Member of Andhra Pradesh Legislative Council
- In office 30 March 2017 – 29 March 2023
- Preceded by: M. V. S. Sarma
- Succeeded by: V. Chiranjeevi Rao
- Constituency: Srikakulam-Vizag-Vizianagaram Graduates

Personal details
- Born: Pokala Vamsi Nagendra Madhav 10 August 1973 (age 53) Maddilapalem, Visakhapatnam, Andhra Pradesh (1956–2014)
- Party: Bharatiya Janata Party
- Parents: P. V. Chalapati Rao (father); P. Anuradha (mother);
- Education: B.Com, MBA, CMA
- Alma mater: Dr. V. S. Krishna Govt. Degree & P.G College Andhra University Institute of Cost Accountants of India
- Profession: Politician

= P. V. N. Madhav =

Indian politician

Pokala Vamsi Nagendra Madhav is a Bharatiya Janata Party politician from Andhra Pradesh.He is the current state president of the Bharatiya Janata Party (BJP) in Andhra Pradesh.

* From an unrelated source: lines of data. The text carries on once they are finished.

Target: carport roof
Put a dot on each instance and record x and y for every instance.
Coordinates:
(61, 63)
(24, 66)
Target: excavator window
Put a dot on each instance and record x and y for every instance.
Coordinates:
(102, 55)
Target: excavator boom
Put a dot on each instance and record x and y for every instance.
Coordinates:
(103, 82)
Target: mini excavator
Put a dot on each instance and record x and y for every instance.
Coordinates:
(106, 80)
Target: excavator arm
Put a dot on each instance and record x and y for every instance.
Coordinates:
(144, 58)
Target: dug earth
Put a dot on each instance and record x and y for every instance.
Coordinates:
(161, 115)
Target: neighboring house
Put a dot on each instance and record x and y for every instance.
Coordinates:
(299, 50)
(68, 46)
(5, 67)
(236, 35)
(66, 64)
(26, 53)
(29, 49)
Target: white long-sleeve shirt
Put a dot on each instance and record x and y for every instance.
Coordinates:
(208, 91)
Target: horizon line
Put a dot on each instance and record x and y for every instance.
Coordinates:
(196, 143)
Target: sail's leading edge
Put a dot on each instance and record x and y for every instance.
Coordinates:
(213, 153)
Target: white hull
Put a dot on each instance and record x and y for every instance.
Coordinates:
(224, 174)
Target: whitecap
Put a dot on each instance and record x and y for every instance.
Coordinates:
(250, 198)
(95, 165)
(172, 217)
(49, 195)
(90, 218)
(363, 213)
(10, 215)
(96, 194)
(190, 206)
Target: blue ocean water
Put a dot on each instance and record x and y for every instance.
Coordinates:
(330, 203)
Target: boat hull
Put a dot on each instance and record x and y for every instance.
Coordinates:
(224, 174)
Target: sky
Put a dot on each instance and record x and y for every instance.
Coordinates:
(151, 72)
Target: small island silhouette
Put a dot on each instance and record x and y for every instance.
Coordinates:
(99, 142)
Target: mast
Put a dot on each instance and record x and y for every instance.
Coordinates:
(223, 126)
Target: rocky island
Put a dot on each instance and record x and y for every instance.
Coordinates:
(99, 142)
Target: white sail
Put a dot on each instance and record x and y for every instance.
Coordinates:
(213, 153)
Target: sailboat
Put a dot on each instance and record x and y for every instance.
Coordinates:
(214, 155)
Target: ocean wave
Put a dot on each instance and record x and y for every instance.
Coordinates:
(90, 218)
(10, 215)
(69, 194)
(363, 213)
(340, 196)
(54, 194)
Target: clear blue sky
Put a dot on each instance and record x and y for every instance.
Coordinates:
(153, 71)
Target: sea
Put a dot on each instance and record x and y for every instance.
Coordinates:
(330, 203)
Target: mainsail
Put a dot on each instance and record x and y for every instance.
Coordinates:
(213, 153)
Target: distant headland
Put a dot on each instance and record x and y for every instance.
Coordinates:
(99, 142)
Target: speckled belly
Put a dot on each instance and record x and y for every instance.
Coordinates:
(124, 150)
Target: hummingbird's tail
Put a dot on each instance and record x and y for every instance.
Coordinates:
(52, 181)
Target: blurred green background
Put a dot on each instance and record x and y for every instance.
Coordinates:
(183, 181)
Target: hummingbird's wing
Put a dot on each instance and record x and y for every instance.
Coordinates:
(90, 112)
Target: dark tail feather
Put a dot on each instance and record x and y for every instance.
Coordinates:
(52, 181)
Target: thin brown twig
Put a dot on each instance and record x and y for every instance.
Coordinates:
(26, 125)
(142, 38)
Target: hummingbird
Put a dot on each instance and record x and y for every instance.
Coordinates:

Madhav has been elected in Andhra Pradesh Legislative Council election in 2017 from Graduates constituency as candidate of Bharatiya Janata Party. A cost accountant by profession, Madhav has long-standing ties to the Sangh Parivar, having been active in the ABVP and BJYM from an early age. He is well known for his strong association with the Rashtriya Swayamsevak Sangh (RSS). He has played an active role in the party's growth at the grassroots. His father, P V Chalapati Rao, was the first BJP state president of undivided Andhra Pradesh and a founding member of the party in the state.